Found this excellent non-technical explanation to AI and Deep Learning which I enjoyed so much I decided to paraphrase it for benefit of my own learning. The original version has more detail than mine and is presumably written by someone who unlike myself actually knows about this shit, so check it out if you want to know more.
You sit down at your new desk on your very first day, the boss comes over and puts a sheet of numbers arranged in a grid in front of you.
Boss: “Is this a cat?”
You: “Wut?”
Boss: “WRONG!” *Slaps you in the face*
Boss: *Places new sheet in front of you* “Is this a cat?”
You: “I don’t understand…?”
Boss: “WRONG!” *Slaps you in the face again and places a new sheet down*
Boss: “Is this a cat?”
You: “I don’t know?”
Boss: “WRONG!” *Another slap in the face, another sheet of numbers*
Boss: “Is this a cat?”
You: “Yes” (a complete guess because you haven’t got a clue what’s going on)
Boss: “…Yes it is a cat. Well done, here’s fifty quid”
After a full day of blindly guessing you start to notice some vague patterns; If a sheet is mostly zeros then it’s usually not a cat, and if the bottom left corner is mostly high numbers then it often is a cat. You have no idea how these patterns relate to identifying cats, all you know is they seem to work.

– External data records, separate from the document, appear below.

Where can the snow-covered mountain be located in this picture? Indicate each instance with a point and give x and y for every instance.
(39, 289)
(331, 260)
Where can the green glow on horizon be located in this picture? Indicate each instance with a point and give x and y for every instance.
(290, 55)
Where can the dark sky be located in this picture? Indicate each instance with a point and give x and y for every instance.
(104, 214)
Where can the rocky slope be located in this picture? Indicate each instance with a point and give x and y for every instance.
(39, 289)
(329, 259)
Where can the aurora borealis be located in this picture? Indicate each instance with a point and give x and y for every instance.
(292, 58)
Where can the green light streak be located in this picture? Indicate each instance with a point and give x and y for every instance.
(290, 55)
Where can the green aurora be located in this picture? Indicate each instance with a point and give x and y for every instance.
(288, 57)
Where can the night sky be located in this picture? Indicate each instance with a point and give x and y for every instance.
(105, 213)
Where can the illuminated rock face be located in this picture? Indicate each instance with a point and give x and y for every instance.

You hire 10 people and ask each of them if the current sheet is a cat. Your new team have a range of abilities, some are usually correct while others are always wrong, but eventually you see patterns in their answers and it helps your make your answer more accurate.

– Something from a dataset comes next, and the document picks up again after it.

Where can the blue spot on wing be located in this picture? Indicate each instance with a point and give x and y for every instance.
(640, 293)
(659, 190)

Each member of the team seems to be good at spotting certain parts of a cat: one guy might always spot eyes, then next guy can identifiy a tail, and so on. These insights aren’t much use individually but when you combine all 10 you start getting pretty good at indentifying cats.
If a team of 10 people are pretty good at identifiyng cats then what about 100 people? Or 1000 people? The more layers of people you have involved in your team the more accurate and consistent your guesses will be, but it’ll take a lot of time and energy to do all that extra work so you’ll need to find a balance between accuracy and efficiency.
Your team is working well but it takes quite long for each member to look at the entire sheet, what if you were to slice it up and give everyone a small section instead?
This idea works well, especially for those team members looking for small elements of the picture as that doesn’t require the whole sheet anyway. The technique allows the entire process to be faster and more accurate.
You and your cat identifying team are an example of a neural network. Together you make many guesses and are rewarded or punished based on if you are correct.
Nobody told you how to read the sheets or how to recognise a cat, you had to figure it our yourself based on trial and error. This is known as machine learning because the machine is learning the rules by itself.
When you hired your team you became an example of deep learning. ‘Deep’ refers to the number of levels of team members below you rather than the profoundness of the subject.
Slicing up the sheet into sections instead is an example of convolutional neural networks, they are described as a “significant step forward” in the capability of neural networks.